In 1960, when the 10th Air Force became the 5th Air Force Reserve Region, Bodycombe was named inspector general and later became assistant deputy chief of staff for operations. In November 1969 when the Central Air Force Reserve Region was formed, Bodycombe was assigned to the region headquarters at Ellington Air Force Base, Texas, as its first vice commander. From May 1972 to May 1975, he was mobilization assistant to the commander, 2nd Air Force, Barksdale Air Force Base, Louisiana. He next was assigned as mobilization assistant to the commander in chief, Strategic Air Command, Offutt Air Force Base, Nebraska. In July 1975 he was appointed a member of the secretary of the Air Force's Air Reserve Forces Policy Committee. The general was recalled to active duty in November 1976, to become vice commander of Headquarters Air Force Reserve at Robins Air Force Base. He assumed command of the Air Force Reserve in April 1979.

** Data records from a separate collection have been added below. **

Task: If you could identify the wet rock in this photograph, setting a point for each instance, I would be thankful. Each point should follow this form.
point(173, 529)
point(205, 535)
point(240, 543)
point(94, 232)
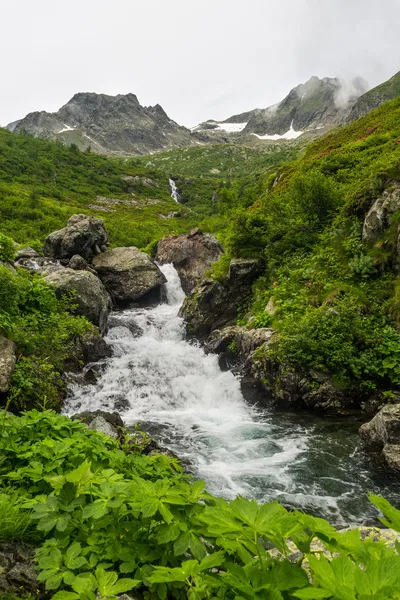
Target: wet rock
point(7, 362)
point(116, 321)
point(17, 570)
point(240, 340)
point(108, 423)
point(127, 273)
point(91, 298)
point(382, 434)
point(26, 252)
point(192, 255)
point(83, 235)
point(213, 305)
point(379, 216)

He was a command pilot with more than 16,500 flying hours, 5,500 of which were flown in jet and propjet aircraft. Bodycombe also holds a Federal Aviation Administration Pilot Proficiency Examiner rating in the Boeing 727, Lockheed JetStar and Convair 580. His military decorations and awards include the Distinguished Service Medal, Legion of Merit, Distinguished Flying Cross, Air Medal with oak leaf cluster, Air Force Commendation Medal, Army Commendation Medal and Purple Heart. Bodycombe's civic affiliations include the National Business Aircraft Association and Alpha Tau Omega. He was promoted to major general March 7, 1975, with date of rank July 11, 1973.

He retired on November 1, 1982, and latterly lived in Ann Arbor, Michigan. He died in January 2019 at the age of 96.